Diane I’m so sorry you are feeling the way you do..I’ve not had heart problems but I do have leg problems from the 2 car wrecks I was in..here lately I’ve not been getting sleep because of them hurting..I need help walking to the stores..life is just not the same anymore…I will be 69 next year and some days I feel like I’m 100..just know you are not alone..if you ever need to talk just send me a message…love you
Thank you April. I know I am not alone. I know other people have even greater hardships than me. I hope your leg problems continue to improve.
Diane, praying for your mental, emotional, and physically healing. May He restore your body and soul, may He give you back your joy and confidence as well as your physical health. God Bless you.
Thank you Diane.
Dear Diane – Thank you for sharing how you are feeling. I’m sorry that everything feels so sucky and rotten. I can only offer my presence with How Things Feels Today. I have found, for me, that sometimes going from minute-to-minute, and hour-to-hour, is the right span of focus.
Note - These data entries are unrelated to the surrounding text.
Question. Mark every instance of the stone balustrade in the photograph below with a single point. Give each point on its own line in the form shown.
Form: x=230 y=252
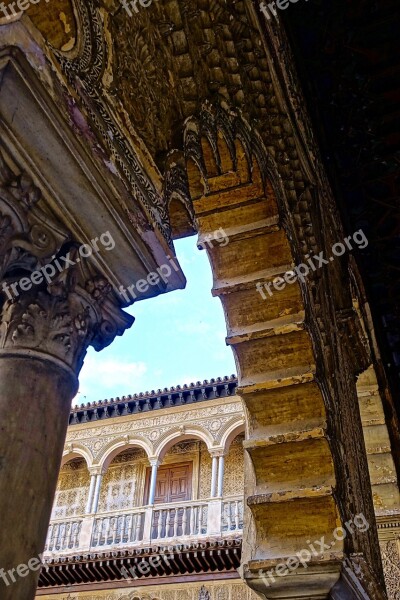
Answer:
x=143 y=525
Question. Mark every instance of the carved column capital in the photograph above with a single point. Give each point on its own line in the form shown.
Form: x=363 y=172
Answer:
x=58 y=317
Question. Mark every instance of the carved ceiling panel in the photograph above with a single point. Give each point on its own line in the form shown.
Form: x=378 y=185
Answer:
x=56 y=22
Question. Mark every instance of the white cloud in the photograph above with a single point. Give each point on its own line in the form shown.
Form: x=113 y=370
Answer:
x=107 y=377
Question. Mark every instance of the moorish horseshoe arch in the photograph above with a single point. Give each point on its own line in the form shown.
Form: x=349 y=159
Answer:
x=232 y=179
x=303 y=220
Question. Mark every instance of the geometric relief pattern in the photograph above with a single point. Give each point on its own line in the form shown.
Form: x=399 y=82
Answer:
x=205 y=472
x=195 y=591
x=234 y=469
x=391 y=566
x=119 y=485
x=72 y=490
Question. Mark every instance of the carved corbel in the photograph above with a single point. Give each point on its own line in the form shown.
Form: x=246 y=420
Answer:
x=56 y=319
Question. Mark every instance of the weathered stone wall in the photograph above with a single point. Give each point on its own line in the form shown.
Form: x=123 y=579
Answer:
x=218 y=590
x=124 y=481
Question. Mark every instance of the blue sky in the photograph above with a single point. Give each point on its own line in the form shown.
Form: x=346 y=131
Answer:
x=177 y=338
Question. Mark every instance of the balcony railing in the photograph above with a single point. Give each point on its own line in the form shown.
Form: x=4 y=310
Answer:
x=173 y=521
x=143 y=525
x=118 y=529
x=63 y=535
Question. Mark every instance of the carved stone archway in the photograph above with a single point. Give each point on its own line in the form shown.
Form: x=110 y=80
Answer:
x=300 y=396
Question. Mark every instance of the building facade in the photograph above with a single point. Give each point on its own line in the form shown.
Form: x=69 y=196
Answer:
x=150 y=498
x=180 y=118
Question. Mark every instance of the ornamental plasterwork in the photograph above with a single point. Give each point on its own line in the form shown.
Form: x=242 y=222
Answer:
x=390 y=550
x=212 y=423
x=217 y=591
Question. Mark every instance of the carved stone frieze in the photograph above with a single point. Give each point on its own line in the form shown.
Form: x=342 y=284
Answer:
x=212 y=422
x=390 y=550
x=63 y=314
x=213 y=590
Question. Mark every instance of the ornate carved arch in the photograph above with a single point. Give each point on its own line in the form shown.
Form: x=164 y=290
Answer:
x=294 y=462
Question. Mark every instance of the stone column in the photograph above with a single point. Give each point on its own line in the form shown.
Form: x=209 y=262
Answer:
x=153 y=481
x=91 y=493
x=97 y=490
x=214 y=476
x=45 y=329
x=221 y=470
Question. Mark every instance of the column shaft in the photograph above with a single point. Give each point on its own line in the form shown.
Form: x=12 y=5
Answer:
x=221 y=469
x=91 y=494
x=95 y=506
x=214 y=476
x=153 y=481
x=33 y=394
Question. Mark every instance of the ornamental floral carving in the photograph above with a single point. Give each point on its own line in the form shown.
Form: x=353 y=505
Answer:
x=59 y=319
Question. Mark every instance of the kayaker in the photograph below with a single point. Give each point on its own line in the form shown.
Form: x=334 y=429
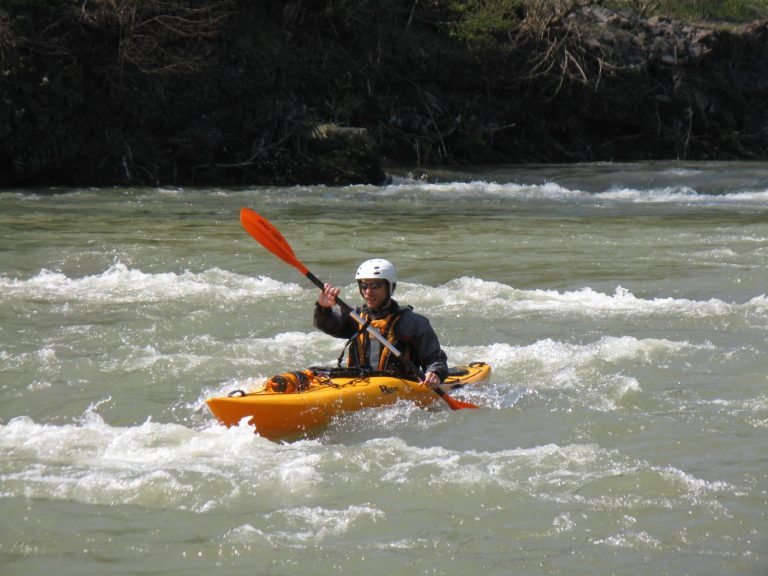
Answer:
x=409 y=332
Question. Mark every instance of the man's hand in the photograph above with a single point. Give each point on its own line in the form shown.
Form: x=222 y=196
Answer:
x=431 y=379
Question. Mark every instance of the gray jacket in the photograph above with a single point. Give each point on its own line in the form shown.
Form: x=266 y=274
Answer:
x=415 y=335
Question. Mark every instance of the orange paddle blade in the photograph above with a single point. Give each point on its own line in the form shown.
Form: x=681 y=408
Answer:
x=268 y=236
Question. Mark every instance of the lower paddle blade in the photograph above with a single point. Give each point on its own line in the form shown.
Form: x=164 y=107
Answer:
x=264 y=232
x=453 y=403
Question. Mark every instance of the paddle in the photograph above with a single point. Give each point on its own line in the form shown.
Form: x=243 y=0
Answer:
x=268 y=236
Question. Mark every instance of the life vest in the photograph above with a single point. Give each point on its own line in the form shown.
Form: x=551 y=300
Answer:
x=367 y=352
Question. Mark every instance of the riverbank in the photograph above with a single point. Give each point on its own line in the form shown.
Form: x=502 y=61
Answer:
x=255 y=93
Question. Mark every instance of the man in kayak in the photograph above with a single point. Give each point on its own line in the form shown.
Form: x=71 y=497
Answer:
x=409 y=332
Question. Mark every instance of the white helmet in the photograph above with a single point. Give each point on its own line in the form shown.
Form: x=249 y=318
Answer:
x=378 y=268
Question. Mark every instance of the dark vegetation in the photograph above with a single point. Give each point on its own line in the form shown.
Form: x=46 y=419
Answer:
x=299 y=91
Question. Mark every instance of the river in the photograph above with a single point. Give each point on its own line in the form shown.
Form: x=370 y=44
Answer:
x=624 y=430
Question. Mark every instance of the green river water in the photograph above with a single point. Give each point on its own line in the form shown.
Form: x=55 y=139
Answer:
x=624 y=430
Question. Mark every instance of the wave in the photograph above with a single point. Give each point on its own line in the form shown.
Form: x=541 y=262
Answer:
x=156 y=465
x=553 y=191
x=486 y=297
x=122 y=284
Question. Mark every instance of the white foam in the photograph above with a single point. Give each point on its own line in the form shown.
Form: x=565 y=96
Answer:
x=492 y=298
x=122 y=284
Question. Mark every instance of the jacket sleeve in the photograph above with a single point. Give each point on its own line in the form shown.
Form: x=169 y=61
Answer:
x=332 y=322
x=417 y=333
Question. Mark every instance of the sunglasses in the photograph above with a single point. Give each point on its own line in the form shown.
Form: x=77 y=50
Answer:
x=370 y=285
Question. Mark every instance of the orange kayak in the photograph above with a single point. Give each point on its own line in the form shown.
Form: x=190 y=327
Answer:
x=295 y=404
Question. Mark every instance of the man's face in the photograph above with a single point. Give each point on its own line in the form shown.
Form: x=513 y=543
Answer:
x=374 y=292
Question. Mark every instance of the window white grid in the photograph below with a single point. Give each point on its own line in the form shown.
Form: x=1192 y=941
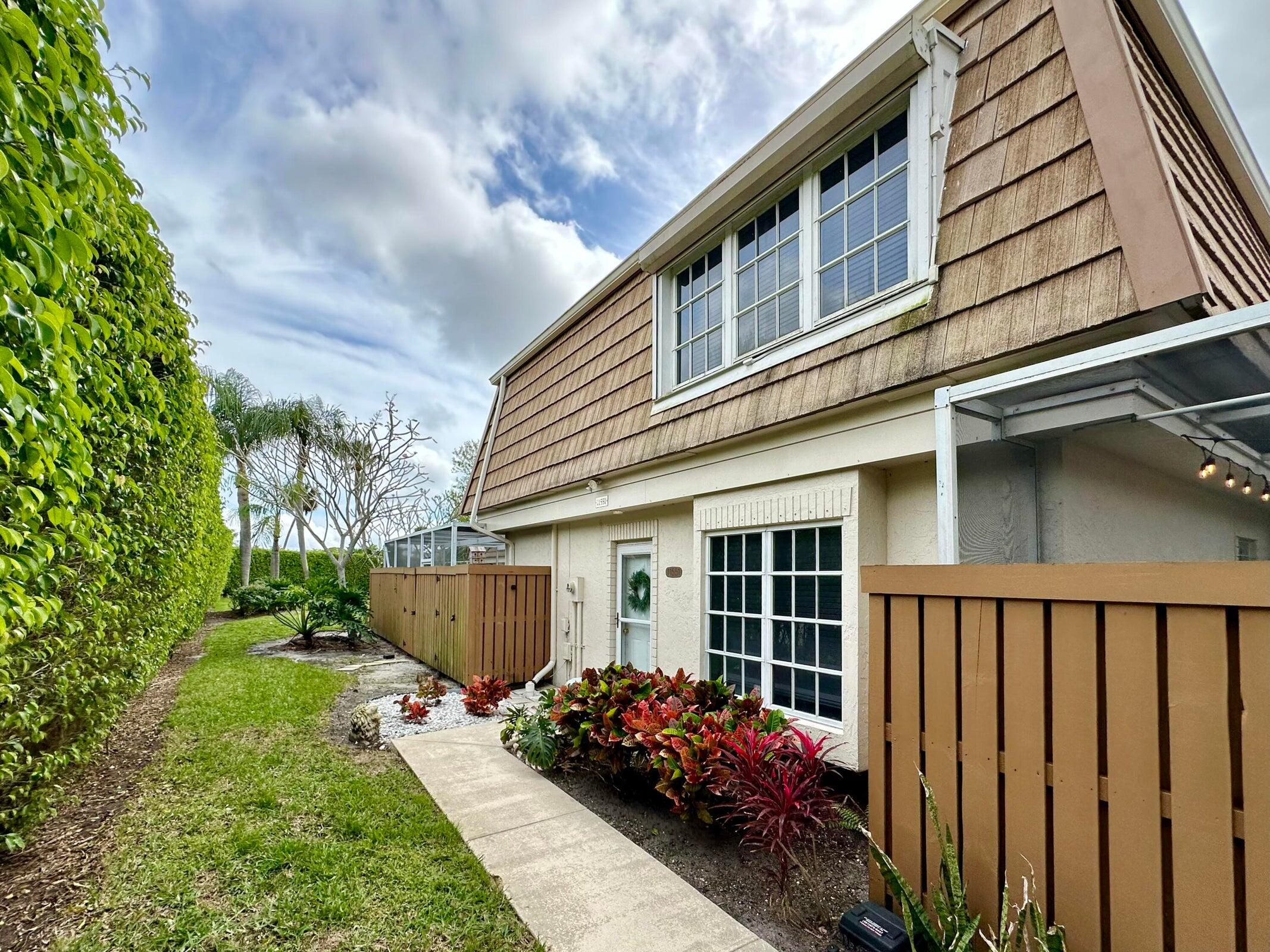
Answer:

Being outside, properly bundled or covered for sun or chill, helps me. Breathing in fresh air helps. I so so hope for you to get bath privileges. If it feels right for you, I found that telling my nurse how I was *really* feeling helped. I wish you moments of ease today.
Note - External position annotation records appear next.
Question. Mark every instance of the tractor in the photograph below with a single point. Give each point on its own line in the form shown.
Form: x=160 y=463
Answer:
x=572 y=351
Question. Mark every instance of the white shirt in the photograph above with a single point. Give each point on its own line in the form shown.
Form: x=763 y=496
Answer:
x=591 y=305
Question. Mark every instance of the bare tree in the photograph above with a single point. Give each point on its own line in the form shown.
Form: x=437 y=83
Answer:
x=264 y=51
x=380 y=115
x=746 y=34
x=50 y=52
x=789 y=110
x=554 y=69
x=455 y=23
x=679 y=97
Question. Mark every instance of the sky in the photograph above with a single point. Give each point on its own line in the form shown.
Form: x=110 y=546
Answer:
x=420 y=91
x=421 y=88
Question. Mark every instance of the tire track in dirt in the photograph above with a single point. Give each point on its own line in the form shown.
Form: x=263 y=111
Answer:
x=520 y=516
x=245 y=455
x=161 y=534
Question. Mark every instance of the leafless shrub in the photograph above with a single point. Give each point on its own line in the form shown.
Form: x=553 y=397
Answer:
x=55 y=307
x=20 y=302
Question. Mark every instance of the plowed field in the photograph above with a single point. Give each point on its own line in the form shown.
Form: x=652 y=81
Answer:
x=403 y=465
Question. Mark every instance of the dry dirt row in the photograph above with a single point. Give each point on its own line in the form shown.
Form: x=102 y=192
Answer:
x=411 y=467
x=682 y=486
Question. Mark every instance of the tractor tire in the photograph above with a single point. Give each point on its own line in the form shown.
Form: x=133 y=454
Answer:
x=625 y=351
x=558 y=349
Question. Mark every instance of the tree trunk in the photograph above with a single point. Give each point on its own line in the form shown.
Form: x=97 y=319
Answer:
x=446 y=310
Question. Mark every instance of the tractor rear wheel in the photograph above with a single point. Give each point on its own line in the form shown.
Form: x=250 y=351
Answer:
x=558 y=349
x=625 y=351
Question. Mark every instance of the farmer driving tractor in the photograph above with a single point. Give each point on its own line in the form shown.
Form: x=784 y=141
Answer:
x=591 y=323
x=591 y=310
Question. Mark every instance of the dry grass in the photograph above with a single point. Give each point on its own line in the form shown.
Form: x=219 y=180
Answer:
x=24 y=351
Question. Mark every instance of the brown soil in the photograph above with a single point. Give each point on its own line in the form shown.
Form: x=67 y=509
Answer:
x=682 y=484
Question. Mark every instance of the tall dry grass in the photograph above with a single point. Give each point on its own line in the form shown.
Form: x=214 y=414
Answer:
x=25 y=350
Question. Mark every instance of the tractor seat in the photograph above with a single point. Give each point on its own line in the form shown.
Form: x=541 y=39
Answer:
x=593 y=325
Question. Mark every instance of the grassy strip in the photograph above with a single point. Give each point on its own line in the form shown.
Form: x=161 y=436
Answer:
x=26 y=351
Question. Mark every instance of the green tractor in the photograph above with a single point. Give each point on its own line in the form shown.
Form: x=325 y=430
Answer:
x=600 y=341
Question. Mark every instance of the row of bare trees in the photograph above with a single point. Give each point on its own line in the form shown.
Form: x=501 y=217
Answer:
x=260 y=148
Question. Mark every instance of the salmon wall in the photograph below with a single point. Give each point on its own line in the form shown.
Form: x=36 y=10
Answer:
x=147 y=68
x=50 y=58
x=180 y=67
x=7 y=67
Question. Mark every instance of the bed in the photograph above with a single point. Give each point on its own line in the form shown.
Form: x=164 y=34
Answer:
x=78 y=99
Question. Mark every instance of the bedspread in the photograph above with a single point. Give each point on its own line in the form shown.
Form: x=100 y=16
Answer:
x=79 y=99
Thank you Claire. Today was much better. So, yes, as the 12 steppers say “One day at a time.”
I’m so sorry you are having such a struggle! I know there is the proverbial “light at the end of the tunnel” coming soon. You will emerge from that tunnel like a butterfly from its cocoon and will be more beautiful and full of strength and energy! I am speaking it into existence and will pray for that to happen! I can relate to a few of the things you mentioned and not being happy with your reflection in the mirror is very difficult! Hugs to you my friend!!
Thank you, Monica. It is a rollercoaster of emotions. I know everything will work out, but I’m so impatient.
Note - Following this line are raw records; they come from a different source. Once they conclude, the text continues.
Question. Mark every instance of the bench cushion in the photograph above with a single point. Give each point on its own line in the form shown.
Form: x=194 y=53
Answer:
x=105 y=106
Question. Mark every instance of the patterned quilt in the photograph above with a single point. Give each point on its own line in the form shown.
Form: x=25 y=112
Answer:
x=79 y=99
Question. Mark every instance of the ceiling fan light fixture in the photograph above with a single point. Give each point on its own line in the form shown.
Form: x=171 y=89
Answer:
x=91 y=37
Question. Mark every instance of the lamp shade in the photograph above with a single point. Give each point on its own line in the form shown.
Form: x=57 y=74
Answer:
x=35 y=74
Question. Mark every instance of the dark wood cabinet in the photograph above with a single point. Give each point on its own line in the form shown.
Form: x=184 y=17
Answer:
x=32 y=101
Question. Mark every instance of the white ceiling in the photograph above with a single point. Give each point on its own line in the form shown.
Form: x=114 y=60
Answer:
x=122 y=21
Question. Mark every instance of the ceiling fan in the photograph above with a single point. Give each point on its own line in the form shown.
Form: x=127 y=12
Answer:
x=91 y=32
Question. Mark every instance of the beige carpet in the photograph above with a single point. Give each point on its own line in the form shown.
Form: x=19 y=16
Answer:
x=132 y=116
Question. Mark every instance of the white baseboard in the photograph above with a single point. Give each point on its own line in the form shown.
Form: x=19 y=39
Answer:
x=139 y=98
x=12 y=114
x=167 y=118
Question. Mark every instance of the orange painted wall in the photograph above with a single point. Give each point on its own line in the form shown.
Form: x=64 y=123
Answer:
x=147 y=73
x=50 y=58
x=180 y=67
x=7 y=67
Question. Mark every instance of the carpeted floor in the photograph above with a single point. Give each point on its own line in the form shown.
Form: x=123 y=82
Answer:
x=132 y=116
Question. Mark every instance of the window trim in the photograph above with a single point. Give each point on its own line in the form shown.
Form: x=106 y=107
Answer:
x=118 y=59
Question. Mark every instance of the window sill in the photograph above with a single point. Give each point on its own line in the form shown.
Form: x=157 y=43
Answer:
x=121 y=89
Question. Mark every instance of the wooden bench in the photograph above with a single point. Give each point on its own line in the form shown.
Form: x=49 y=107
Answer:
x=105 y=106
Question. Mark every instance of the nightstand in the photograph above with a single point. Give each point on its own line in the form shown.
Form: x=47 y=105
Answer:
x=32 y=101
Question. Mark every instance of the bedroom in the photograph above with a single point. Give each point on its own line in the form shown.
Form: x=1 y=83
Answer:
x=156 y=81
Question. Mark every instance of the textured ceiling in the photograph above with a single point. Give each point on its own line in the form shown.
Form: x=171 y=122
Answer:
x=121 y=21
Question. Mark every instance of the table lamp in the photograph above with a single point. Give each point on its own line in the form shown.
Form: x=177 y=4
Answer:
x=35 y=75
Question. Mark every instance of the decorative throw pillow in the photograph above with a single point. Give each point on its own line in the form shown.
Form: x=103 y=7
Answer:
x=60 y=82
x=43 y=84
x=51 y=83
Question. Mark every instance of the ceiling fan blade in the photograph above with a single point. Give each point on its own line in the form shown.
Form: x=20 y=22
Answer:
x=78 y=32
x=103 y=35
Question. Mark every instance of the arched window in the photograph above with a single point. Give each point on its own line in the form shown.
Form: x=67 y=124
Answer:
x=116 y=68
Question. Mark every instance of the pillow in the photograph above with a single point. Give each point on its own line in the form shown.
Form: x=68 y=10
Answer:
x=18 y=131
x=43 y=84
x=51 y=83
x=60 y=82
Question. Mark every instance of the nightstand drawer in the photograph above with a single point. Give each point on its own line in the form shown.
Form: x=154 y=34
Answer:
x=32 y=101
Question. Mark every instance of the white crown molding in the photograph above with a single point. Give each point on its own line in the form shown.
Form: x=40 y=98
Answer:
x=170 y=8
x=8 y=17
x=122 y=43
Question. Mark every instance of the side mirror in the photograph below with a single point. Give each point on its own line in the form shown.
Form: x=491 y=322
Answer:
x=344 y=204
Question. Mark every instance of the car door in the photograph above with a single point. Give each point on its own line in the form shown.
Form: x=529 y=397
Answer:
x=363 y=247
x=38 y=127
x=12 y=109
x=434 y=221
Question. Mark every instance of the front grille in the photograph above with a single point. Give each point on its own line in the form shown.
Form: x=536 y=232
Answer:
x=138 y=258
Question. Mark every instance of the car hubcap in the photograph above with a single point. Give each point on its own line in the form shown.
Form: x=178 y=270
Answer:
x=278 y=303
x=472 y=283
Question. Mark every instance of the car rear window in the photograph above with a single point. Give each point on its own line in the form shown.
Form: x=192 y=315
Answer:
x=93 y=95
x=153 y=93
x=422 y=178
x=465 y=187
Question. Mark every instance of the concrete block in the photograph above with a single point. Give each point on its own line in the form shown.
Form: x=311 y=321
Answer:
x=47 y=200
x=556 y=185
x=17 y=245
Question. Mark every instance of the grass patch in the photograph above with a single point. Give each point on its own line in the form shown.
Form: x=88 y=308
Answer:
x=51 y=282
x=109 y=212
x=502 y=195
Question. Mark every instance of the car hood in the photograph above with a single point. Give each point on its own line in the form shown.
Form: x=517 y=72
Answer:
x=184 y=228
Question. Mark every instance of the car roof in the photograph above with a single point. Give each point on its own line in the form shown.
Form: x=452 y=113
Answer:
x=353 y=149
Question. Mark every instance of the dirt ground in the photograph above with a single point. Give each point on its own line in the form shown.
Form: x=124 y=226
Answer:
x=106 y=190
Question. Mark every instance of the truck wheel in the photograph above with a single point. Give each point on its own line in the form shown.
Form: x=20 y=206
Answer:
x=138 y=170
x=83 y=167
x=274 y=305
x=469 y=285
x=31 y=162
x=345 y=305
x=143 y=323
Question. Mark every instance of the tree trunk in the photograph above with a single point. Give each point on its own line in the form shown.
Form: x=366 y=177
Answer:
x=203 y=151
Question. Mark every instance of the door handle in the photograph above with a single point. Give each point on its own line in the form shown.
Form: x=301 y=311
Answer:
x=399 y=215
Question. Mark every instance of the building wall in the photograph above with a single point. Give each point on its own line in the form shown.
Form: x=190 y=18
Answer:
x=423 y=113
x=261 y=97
Hey Diane! Long time. Too long! I’m sorry to hear about all of this, and you have my heartfelt prayers for a faster recovery.
For some reason I am reminded of a writing of yours from maybe a decade ago. About an orchid you had or something. It was delicate, beautiful, and troubled… not doing too good, I forget why. But you wrote a series about how you developed a “patient approach” to nursing it back to life. It was sensitive, and clearly not what it was made to be, but it was getting by, and your approach to nursing it back to health was just checking on it everyday, caring but not doing too much. Not interfering with the course of its recovery.
I don’t even remember the end of that story, so I hope it’s not a bad analogy, but I think there was wisdom in that approach. You’re a beautiful creation, caught where you weren’t intended, and it’s kind of serious. Maybe try to be patient. Breathe, relax when you have too, and focus on aiming at an outcome that will put you back where you always were when you can.
You’ve been through a big ordeal, it doesn’t mean you can’t recover fully.
patience. Just let it ride when you have to, work at it when you can. It’s going to be OK. Keep us entertained with your notes too- we need them. 🙂
Jay
Hi Jay!. Unfortunately, that orchid died. It was actually dead before I took it home, I just didn’t know it. Root rot. Get them every time
Haha, just kidding. The orchid is doing fine. It was a great analogy. Time and patience and not so much fussing. That is exactly what sick orchids need and what sick people need, too. Thank you for your support.